ECRAID-Prime will build on the streamlined recruitment approach pioneered by ALIC4E, PRINCIPLE, PANORAMIC, PRUDENCE and Ecraid’s experienced primary care research network, as well as REMAP-CAP’s adaptive platform trial to develop a well-established and sustainable clinical research infrastructure. One that is constantly “ready, willing and able" to rapidly open randomised comparisons and generate rigorous trial findings.
"It’s about understanding the power of the drugs we are developing, opening trials much earlier, so that when the next infectious disease breaks, we can respond with treatments faster, earlier and more effectively to new outbreaks,” concludes Chris.
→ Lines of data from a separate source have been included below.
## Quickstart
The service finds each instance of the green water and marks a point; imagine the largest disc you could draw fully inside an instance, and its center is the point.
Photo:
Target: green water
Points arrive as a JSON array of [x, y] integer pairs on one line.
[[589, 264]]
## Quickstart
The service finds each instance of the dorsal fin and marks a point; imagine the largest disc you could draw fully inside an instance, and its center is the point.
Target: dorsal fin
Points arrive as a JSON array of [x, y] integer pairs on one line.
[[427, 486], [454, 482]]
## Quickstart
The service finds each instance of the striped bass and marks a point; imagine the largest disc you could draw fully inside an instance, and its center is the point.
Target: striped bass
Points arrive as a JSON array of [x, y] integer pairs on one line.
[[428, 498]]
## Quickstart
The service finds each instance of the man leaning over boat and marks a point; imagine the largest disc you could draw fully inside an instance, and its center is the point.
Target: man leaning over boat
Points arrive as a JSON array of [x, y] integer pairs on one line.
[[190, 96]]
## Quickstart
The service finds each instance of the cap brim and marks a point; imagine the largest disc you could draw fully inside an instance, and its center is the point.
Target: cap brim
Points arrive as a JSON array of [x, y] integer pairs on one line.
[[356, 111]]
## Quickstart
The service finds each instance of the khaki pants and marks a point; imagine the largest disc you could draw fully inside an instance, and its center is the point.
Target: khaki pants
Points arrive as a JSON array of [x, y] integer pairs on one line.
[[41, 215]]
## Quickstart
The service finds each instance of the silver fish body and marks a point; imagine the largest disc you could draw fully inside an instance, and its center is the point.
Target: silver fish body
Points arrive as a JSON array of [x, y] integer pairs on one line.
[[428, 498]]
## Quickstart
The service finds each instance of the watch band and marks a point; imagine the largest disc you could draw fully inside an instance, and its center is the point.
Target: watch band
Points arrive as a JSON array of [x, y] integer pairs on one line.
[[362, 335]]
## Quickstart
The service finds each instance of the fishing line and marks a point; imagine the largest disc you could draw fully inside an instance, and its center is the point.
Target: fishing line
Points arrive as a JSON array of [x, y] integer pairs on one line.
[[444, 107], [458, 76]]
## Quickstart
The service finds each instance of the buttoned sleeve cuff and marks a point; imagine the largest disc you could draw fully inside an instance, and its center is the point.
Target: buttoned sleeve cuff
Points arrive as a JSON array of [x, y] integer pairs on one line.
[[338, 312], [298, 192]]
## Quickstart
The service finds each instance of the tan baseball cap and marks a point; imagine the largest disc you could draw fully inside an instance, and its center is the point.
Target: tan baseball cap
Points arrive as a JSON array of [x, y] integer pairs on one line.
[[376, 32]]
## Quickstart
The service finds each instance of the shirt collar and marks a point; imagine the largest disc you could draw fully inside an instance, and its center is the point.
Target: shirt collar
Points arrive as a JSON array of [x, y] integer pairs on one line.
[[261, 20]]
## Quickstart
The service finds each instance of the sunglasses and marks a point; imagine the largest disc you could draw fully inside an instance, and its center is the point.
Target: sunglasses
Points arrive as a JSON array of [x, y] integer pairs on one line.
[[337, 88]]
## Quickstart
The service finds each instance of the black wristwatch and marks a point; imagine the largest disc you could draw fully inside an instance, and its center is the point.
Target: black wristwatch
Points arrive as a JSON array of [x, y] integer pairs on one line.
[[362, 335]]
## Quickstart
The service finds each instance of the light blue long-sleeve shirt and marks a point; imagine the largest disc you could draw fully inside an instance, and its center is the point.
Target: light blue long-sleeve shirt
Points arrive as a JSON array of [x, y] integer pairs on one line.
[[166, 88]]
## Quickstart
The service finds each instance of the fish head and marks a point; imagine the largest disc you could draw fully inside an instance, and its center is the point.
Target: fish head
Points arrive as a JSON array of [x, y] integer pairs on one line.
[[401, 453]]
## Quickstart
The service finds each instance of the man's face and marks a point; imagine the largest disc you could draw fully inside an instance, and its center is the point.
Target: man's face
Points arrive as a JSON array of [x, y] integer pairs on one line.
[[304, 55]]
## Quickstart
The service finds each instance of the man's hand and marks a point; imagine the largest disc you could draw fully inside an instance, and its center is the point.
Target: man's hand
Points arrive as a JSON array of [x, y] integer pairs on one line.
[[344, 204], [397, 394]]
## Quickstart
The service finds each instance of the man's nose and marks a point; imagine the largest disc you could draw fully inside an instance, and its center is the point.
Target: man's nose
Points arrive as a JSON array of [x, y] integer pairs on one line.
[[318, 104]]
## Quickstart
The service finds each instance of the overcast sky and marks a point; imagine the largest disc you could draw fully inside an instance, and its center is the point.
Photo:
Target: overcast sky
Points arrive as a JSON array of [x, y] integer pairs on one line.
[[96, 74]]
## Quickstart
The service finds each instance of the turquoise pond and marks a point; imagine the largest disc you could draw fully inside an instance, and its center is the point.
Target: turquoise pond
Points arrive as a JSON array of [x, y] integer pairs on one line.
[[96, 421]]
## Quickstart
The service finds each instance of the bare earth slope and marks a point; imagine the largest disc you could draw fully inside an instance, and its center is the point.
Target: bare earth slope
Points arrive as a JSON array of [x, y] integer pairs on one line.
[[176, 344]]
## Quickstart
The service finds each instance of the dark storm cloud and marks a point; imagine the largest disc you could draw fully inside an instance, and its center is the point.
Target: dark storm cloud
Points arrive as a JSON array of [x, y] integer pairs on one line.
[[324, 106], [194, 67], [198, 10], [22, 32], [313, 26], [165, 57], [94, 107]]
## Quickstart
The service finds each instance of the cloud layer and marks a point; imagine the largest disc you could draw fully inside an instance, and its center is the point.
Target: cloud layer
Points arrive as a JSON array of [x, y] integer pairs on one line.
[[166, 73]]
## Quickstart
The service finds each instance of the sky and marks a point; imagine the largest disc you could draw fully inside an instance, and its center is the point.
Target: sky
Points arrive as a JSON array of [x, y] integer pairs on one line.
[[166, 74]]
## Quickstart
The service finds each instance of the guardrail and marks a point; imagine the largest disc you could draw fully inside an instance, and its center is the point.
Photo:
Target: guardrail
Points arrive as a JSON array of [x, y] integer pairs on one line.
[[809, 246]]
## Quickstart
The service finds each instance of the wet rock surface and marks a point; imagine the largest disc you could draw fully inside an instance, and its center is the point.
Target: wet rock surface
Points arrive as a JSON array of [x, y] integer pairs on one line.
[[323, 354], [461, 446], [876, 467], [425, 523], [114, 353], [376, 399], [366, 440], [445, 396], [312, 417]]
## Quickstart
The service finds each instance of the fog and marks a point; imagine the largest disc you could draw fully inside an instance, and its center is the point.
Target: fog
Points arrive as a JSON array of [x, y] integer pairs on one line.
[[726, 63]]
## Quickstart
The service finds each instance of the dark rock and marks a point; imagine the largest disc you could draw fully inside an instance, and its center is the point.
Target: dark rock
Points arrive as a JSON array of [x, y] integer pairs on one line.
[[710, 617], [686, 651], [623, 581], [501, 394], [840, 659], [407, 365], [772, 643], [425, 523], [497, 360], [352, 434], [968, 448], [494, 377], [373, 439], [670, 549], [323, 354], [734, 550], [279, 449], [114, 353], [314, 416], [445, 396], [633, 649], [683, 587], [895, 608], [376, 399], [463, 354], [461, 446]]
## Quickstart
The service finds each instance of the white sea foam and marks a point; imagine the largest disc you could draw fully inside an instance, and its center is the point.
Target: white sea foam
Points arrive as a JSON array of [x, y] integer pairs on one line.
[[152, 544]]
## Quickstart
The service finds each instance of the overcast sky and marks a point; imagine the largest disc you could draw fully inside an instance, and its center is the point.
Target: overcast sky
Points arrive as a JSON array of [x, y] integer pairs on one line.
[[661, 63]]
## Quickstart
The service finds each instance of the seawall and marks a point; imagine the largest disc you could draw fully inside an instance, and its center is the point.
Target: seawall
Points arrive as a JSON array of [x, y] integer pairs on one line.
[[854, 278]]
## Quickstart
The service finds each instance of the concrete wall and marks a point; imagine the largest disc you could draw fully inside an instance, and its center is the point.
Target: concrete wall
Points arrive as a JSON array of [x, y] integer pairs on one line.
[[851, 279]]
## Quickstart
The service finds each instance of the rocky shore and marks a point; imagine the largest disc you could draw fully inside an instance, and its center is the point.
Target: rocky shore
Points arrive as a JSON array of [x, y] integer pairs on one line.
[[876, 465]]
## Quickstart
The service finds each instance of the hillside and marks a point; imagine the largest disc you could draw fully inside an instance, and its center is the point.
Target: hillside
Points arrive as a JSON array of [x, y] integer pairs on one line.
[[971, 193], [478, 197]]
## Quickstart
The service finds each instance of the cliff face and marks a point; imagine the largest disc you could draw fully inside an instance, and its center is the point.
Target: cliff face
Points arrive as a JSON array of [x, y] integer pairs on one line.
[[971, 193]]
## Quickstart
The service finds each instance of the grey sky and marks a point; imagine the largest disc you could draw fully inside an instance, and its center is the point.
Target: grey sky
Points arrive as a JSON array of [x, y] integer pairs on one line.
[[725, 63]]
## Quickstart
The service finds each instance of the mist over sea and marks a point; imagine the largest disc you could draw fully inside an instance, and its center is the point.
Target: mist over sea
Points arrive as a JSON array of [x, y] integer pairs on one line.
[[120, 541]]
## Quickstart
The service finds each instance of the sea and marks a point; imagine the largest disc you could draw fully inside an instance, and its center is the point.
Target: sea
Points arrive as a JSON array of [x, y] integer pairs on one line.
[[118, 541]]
Christopher Butler is a Professor of Primary Care in the Nuffield Department of Primary Care Health Sciences at the University of Oxford, United Kingdom, and a practising general practitioner in south Wales. Born in Cape Town, South Africa, Chris completed his medical training in Cape Town and was a medical registrar at Cecilia Makiwane Hospital in Mdantsane, a large township in the Eastern Cape Province of South Africa, where infectious diseases accounted for the vast majority of the acute medical intake. He moved to the United Kingdom in the 1990s to train in general practice in St-Ives, Cambridgeshire.
Chris is the lead coordinator of ECRAID-Prime, one of the six EU-funded projects to study vaccines and therapeutic clinical trials to boost COVID-19 prevention and treatment. ECRAID-Prime will build on the successful experience of past European platform trials in primary care networks across Europe, including the ongoing COVID-19 PRINCIPLE trial in the UK – co-led by Chris, and focus on efficacy trials for therapeutics that can be administered in the primary care setting.
* Wood, Jonathan (2020). "Penicillin: the Oxford story." https://www.ox.ac.uk/news/science-blog/penicillin-oxford-story.
** Murray, Christopher JL, et al (2022). "Global burden of bacterial antimicrobial resistance in 2019: a systematic analysis." The Lancet 399 (10325): 629-655.